I bought my first Glider before I was cleared solo, and wanted to fly it as soon as possible as well. Once I was cleared solo, I moved from the club 2-33 to the club 1-26. Both Schweitzers, not quite the same flight characteristics. But didn't need a crow hop to go fly the 1-26.

I asked my instructor for a check out in my Pilatus--never flew one, neither had most of the instuctors... But I found a club member who had, and we went over things while my instructor listened. I then got checked out in a Blanik L23 for practice with a tail dragger, and then my instructor let me try the Pilatus well before my check ride.

Did a full tow to 3k--just like I did for the first 1-26 flight. Good thing, because I found the Pilatus to be more "pitchy" than the previous gliders I'd flown. I practiced multiple manuevers at altitude before coming in for an approach and landing the same way I had in every other glider sortie, no issues. Had I tried a crow hop and pulled the spoilers out after release it would have been ugly---I would have been too abrupt, and the Pilatus does not have symmetric airbrakes like the Schweitzers or the Blanik, and with abrupt air brake movement you get pitch changes.

My point is this, If your instructor feels you are good enough to safely fly solo in single ship aircraft--which you will do and be cleared for the club ship as you mentioned--why would you try something different with your own plane?? Why would you risk finding something out about it doing something new in gliders?

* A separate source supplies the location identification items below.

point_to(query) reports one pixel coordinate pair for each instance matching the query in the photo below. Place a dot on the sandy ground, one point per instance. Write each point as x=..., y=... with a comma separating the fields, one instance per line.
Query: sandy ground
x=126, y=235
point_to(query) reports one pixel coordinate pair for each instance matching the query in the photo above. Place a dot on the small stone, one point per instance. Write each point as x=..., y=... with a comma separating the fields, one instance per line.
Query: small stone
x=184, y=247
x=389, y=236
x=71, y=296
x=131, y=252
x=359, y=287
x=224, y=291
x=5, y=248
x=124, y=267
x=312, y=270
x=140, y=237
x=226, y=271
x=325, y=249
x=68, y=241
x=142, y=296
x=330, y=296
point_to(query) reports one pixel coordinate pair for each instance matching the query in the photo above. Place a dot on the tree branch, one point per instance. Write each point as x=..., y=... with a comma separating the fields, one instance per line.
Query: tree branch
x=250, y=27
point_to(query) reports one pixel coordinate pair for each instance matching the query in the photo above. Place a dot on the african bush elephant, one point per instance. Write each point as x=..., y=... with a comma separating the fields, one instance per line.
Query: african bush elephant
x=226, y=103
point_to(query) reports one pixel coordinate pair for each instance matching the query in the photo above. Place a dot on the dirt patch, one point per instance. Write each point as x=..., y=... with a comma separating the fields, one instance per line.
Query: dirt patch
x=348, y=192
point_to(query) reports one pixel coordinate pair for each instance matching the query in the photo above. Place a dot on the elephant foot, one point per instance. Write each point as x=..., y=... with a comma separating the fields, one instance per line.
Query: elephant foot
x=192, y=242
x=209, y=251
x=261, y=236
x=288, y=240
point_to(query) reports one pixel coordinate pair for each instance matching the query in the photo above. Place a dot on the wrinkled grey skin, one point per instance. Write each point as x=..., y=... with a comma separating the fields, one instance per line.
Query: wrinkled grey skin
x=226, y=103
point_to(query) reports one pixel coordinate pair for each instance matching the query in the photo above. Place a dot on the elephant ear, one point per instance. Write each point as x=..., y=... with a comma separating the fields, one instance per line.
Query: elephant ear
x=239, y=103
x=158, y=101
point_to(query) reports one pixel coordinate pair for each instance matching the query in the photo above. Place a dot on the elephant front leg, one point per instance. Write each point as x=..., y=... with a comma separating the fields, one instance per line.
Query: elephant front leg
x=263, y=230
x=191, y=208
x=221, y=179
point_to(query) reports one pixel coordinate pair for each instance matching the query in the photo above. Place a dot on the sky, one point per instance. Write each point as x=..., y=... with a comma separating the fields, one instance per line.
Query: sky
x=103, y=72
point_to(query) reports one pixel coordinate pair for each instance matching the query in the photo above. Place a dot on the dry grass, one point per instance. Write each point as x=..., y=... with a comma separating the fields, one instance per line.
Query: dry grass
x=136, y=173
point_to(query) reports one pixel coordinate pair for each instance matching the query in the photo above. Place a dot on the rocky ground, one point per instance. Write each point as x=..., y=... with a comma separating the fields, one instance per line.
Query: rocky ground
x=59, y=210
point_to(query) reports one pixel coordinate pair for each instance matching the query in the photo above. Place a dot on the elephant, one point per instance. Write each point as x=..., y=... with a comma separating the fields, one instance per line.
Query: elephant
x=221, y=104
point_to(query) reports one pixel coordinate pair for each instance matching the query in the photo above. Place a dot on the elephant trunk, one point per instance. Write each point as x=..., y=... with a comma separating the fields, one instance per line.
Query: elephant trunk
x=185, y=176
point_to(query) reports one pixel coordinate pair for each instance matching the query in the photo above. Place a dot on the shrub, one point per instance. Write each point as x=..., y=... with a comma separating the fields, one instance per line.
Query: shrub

It seems to me, as most have mentioned, it is best to go on a long tow to altitude, practice turns, stalls, airbrake extension and retraction, all the std stuff, then fly a normal, conservative pattern and come in and land. Your ship isn't unflown before, doesn't need testing before you should feel confident to fly it, so why not just fly it? Sit in it and play with everything, get comfortable putting it together and taking it apart, play with all the controls, then get a cockpit check from your instructor after both of you listen to anyone who's flown it before, and just go fly.